В философии или в истории форма знания так диффузна, так текуча, так

слита с процессом теоретизирования и с самим субъектом этого процесса, что

здесь логическое движение в "подтекст" теоретической формы крайне

затрудняется, а антиномическое единство (формы - процесса - субъекта)

понимается просто как абстрактное тождество. Это отнюдь не недостаток

философии или истории, это просто аргумент в размышлении, "с чего начать".

И наконец, самое основное. Именно этот "угол" теоретического

"треугольника" (теория - процесс теоретизирования - субъект этого процесса)

непосредственно повернут в XVII - начале XX века в

социально-производственную практику.
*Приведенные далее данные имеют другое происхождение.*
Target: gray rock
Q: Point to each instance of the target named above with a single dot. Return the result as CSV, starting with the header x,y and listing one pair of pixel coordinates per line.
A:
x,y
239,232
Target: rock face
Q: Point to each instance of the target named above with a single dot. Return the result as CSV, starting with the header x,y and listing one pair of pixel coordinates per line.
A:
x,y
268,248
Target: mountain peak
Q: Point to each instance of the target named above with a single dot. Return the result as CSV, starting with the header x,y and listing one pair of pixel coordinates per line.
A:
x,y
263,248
Естественнонаучное теоретизирование

объективно - и социально, и логически - фокусирует в этот период

деятельность цельного теоретика, оказывается в значительной мере синонимом

самого понятия "теоретик" в его сопряжении с понятием "практик".

Два других угла повернуты внутрь, составляют подтекст теоретизирования и

в своей логической определенности почти не осознаются.
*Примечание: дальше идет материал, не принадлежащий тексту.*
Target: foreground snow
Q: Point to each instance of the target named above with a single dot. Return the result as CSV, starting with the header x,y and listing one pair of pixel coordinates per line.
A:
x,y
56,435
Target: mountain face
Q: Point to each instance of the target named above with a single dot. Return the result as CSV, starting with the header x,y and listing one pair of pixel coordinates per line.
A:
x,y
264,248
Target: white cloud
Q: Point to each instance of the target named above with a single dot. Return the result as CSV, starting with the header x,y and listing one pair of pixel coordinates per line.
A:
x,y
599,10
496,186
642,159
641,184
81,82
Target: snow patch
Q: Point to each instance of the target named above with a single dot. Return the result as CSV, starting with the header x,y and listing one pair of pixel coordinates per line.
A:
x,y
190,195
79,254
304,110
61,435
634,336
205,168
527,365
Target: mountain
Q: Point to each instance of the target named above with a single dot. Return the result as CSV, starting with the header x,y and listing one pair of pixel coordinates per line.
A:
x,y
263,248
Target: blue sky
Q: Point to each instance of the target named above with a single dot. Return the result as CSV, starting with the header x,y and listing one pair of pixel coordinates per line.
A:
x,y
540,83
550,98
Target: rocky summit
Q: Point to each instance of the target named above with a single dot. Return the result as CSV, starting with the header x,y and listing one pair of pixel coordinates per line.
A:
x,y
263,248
Поэтому начинать нужно именно с этого "угла". Но не забудем - только

начинать. Цель наша иная - понять логический феномен "теоретика-классика"

как исторический феномен. И - далее - понять феномен "теоретика" как

одностороннее выражение целостной формы диалога познающего разума с самим

собой.

Наша сверхзадача - воспроизвести цельную диалогику Нового времени, как

она преломляется в голове "теоретического гения".

(1990). Еще раз напомню: наша задача обратима. Мышление Нового времени

(логика познающего разума) определяется в этой книге - в момент своего

превращения в логику разума диалогического - как обоснование современной

философский логики. Это во-первых. И одновременно (в свете такого

превращения) осуществляется вторичная рефлексия: сама логика мысли Нового

времени понимается и актуализируется как одна из граней, определений

современной логики культуры - логики диалога логик. Логики начала логики.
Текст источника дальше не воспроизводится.